I am using the local executor. My machine has 48 Cpus with 348 Ram. Any idea how to speed this up? Currently one single task (task=1, running for 1 warc.gz file, with size ~1g) takes half an hour. This is my executor code, borrowed from the fineweb example. Also, I have 200 warc.gz files to process. Is setting tasks = 200 the correct way?

main_processing_executor = LocalPipelineExecutor(
    pipeline=[
        WarcReader(
            f"tur_subsubset",
            compression="gzip",
            glob_pattern="*.warc.gz",  
        ),
        URLFilter(),
        Trafilatura(favour_precision=True, timeout=10),
        LanguageFilter(languages=(Languages.turkish)),
        GopherRepetitionFilter(),
        GopherQualityFilter(),
        C4QualityFilter(filter_no_terminal_punct=False),
        FineWebQualityFilter(),
        JsonlWriter(f"{FILTERING_OUTPUT_PATH}/output/{DUMP_TO_PROCESS}"),
    ],
    
    tasks=200,
    workers=44,
    logging_dir=f"{MAIN_OUTPUT_PATH}/logs/base_processing/{DUMP_TO_PROCESS}",
)

Guilherme Penedo · Answer 1 · Wed Jun 12 2024 15:35:34 GMT+0800 (China Standard Time)

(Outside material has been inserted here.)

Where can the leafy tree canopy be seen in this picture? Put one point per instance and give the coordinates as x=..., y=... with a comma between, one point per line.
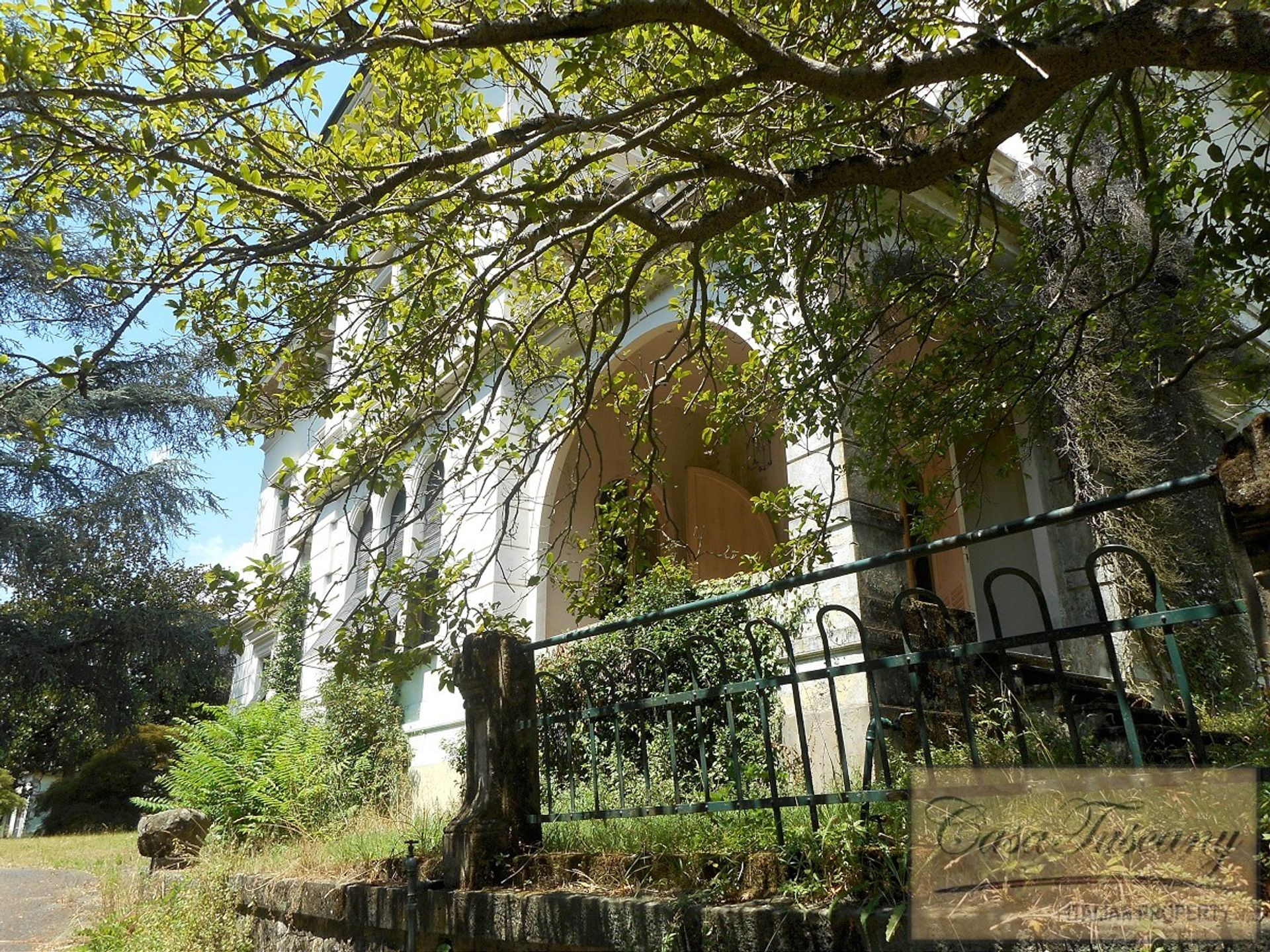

This should be the most optimized setup yes. You can optionally increase workers a little bit (depending on what the remaining 4 cpus are busy doing).
Do note that we do not recommend using the default (english) values for GopherQualityFilter and FineWebQualityFilter if you are processing Turkish data. You should probably tune/adapt the options of those blocks to your language

>: · Answer 2 · Thu Jun 13 2024 02:47:19 GMT+0800 (China Standard Time)

Thank you!!!!!

>: · Answer 3 · Thu Jun 13 2024 05:29:57 GMT+0800 (China Standard Time)

Also, how to set the parameter tasks? For instance, if I have 10000 files, should I set tasks = 10000?

Guilherme Penedo · Answer 4 · Thu Jun 13 2024 16:21:51 GMT+0800 (China Standard Time)

You can yes. If tasks > nb of files, than the excess tasks will not perform any work as we do not currently split files

>: · Answer 5 · Fri Jun 28 2024 05:53:29 GMT+0800 (China Standard Time)

How about the case where tasks < nb of files? Will all the files be processed? Will the execution speed be faster?